The golden ratio is often framed as a universal law of visual harmony, yet its presence in art and nature remains inconsistent and frequently overstated. Rather than validating this claim, the project tests it by generating images that explicitly follow its proportions.
By embedding the ratio directly into the generative process, the experiment shifts from interpretation to production. It observes how a fixed mathematical constraint shapes composition, offering a practical perspective on a concept often treated as theoretical.
Proportion is introduced as a primary constraint in the generation pipeline. A dataset is analyzed to extract spatial layouts, object placements, and relative scales, then aligned with golden ratio relationships to condition the training process.
The system generates new compositions whose internal geometry follows this ratio, rather than imitating existing images. This creates a controlled setup to observe how a predefined proportional rule influences visual structure and outcomes.

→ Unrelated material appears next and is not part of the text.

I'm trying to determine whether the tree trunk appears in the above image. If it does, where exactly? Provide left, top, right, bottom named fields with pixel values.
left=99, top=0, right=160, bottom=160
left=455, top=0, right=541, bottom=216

To ground the experiment, the team collaborated with the Bibliothèque nationale de France and its archivists. A corpus of naturalist drawings was used to train a LoRA, enabling images that adopt the codes of scientific illustration.
The resulting artworks depict invented plant species, extending naturalist traditions into speculative forms. They suggest how AI could support new ways of understanding ecosystems and adapting to environmental constraints, bridging archival knowledge and generative processes.

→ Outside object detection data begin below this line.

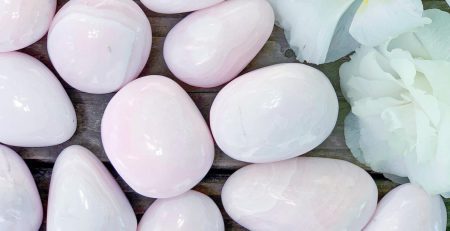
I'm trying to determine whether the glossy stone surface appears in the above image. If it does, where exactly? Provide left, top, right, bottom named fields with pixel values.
left=141, top=0, right=224, bottom=14
left=0, top=52, right=77, bottom=147
left=138, top=191, right=225, bottom=231
left=0, top=0, right=56, bottom=52
left=47, top=145, right=137, bottom=231
left=0, top=145, right=42, bottom=231
left=364, top=184, right=447, bottom=231
left=222, top=157, right=378, bottom=231
left=47, top=0, right=152, bottom=94
left=102, top=76, right=214, bottom=198
left=164, top=0, right=275, bottom=87
left=210, top=64, right=338, bottom=163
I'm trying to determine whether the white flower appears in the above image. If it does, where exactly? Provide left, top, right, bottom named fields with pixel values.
left=340, top=10, right=450, bottom=196
left=269, top=0, right=359, bottom=64
left=350, top=0, right=430, bottom=46
left=268, top=0, right=430, bottom=64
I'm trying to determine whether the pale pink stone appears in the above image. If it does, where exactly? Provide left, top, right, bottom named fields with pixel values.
left=364, top=184, right=447, bottom=231
left=0, top=145, right=43, bottom=231
left=47, top=0, right=152, bottom=94
left=138, top=191, right=225, bottom=231
left=222, top=157, right=378, bottom=231
left=141, top=0, right=224, bottom=14
left=102, top=76, right=214, bottom=198
left=210, top=63, right=339, bottom=163
left=164, top=0, right=274, bottom=87
left=0, top=0, right=56, bottom=52
left=0, top=52, right=77, bottom=147
left=47, top=145, right=137, bottom=231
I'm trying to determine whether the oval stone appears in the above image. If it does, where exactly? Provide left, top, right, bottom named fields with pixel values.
left=138, top=191, right=225, bottom=231
left=210, top=63, right=339, bottom=163
left=47, top=145, right=137, bottom=231
left=102, top=76, right=214, bottom=198
left=364, top=184, right=447, bottom=231
left=222, top=157, right=378, bottom=231
left=47, top=0, right=152, bottom=94
left=141, top=0, right=224, bottom=14
left=0, top=52, right=77, bottom=147
left=164, top=0, right=274, bottom=87
left=0, top=0, right=56, bottom=52
left=0, top=145, right=43, bottom=231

The project results in a series of 100 digital artworks, available openly. Each image explores how imposed proportions interact with learned visual structures, producing variations within a constrained generative system.

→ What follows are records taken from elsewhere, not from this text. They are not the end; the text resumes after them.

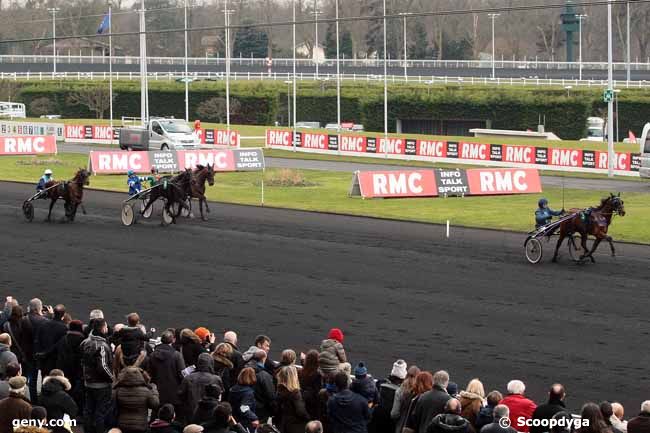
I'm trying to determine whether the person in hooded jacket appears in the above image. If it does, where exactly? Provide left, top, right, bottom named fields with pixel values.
left=113, top=367, right=160, bottom=433
left=40, top=369, right=79, bottom=433
left=274, top=365, right=310, bottom=433
left=145, top=331, right=185, bottom=412
left=178, top=353, right=223, bottom=419
left=228, top=367, right=260, bottom=432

Each experiment captures discoveries, surprises, and open questions. It offers a glimpse into a continuous research practice, where generative systems are used to explore, test, and refine new aesthetic and conceptual directions.

The works are presented at the Noûs festival, hosted by the Bibliothèque nationale de France with Fisheye magazine. They appear within a 100-meter algorithmic fresco.
This installation extends the experiment into space, assembling images into a continuous composition. The fresco backgrounds are generated using the same proportional method, combined with a dedicated fresco generation approach.